Acquiring and Installing the xlwt and xlrd Modules

The xlwt and xlrd modules are not included as part of the standard Python install, therefore you will have to download them and install them yourself. The modules can be found at the following locations.

If you are using Windows the installation is as simple as downloading the executable and going through the installer. For linux users just download either the .tar.gz or .zip file, extract the contents and run the setup.py file and the setup script will do the rest.

python setup.py install

Creating Excel Spreadsheets with xlwt

Now we have the modules installed we can make a start by creating an excel spreadsheet and putting some data in it. First we must import the xlwt module we have just installed.

import xlwt

Now we can create a new workbook object which we will populate with information. In this example I have set the encoding parameter to utf-8 but this is optional.

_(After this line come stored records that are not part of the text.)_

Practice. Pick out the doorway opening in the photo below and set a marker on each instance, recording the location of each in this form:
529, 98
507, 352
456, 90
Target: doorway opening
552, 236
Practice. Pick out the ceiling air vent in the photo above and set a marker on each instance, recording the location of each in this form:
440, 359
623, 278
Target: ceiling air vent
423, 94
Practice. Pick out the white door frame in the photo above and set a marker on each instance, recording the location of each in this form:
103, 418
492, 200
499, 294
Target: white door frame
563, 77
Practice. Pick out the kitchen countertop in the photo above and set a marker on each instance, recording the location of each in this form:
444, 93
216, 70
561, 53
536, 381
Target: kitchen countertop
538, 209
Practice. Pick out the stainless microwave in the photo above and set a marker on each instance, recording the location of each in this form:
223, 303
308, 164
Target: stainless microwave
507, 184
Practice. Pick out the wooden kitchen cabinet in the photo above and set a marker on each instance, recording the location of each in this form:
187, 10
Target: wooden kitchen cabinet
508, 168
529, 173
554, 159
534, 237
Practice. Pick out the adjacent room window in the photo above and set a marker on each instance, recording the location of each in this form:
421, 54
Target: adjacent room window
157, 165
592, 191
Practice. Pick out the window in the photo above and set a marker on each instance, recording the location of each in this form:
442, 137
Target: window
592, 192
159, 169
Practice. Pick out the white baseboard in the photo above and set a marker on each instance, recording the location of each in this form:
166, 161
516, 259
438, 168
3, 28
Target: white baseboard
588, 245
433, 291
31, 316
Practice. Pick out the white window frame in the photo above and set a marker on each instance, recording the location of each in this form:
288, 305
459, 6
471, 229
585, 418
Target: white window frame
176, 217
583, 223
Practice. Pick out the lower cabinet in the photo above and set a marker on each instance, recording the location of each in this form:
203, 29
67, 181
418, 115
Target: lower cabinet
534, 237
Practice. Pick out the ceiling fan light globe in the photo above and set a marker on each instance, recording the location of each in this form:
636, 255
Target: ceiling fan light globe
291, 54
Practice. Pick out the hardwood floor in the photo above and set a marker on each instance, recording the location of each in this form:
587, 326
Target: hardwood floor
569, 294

book = xlwt.Workbook(encoding="utf-8")

With a workbook object made we can now add some sheets.

sheet1 = book.add_sheet("Python Sheet 1")
sheet2 = book.add_sheet("Python Sheet 2")
sheet3 = book.add_sheet("Python Sheet 3")

We have now formed a workbook object which we can add data to before outputting it to the file system. Adding information to a spreadsheet is simply a case of using the write() function of the sheet objects we created before.

sheet1.write(0, 0, "This is the First Cell of the First Sheet")
sheet2.write(0, 0, "This is the First Cell of the Second Sheet")
sheet3.write(0, 0, "This is the First Cell of the Third Sheet")
sheet2.write(1, 10, "This is written to the Second Sheet")
sheet3.write(0, 2, "This is part of a list of information in the Third Sheet")
sheet3.write(1, 2, "This is part of a list of information in the Third Sheet")
sheet3.write(2, 2, "This is part of a list of information in the Third Sheet")
sheet3.write(3, 2, "This is part of a list of information in the Third Sheet")

After the spreadsheet is formed, the sheets are added and the data is written it is time to commit our new spreadsheet to the file system. To do this we use the book's save() method, passing the path to the file as a parameter. If a file already exists where you intend to save your spreadsheet it will be overwritten.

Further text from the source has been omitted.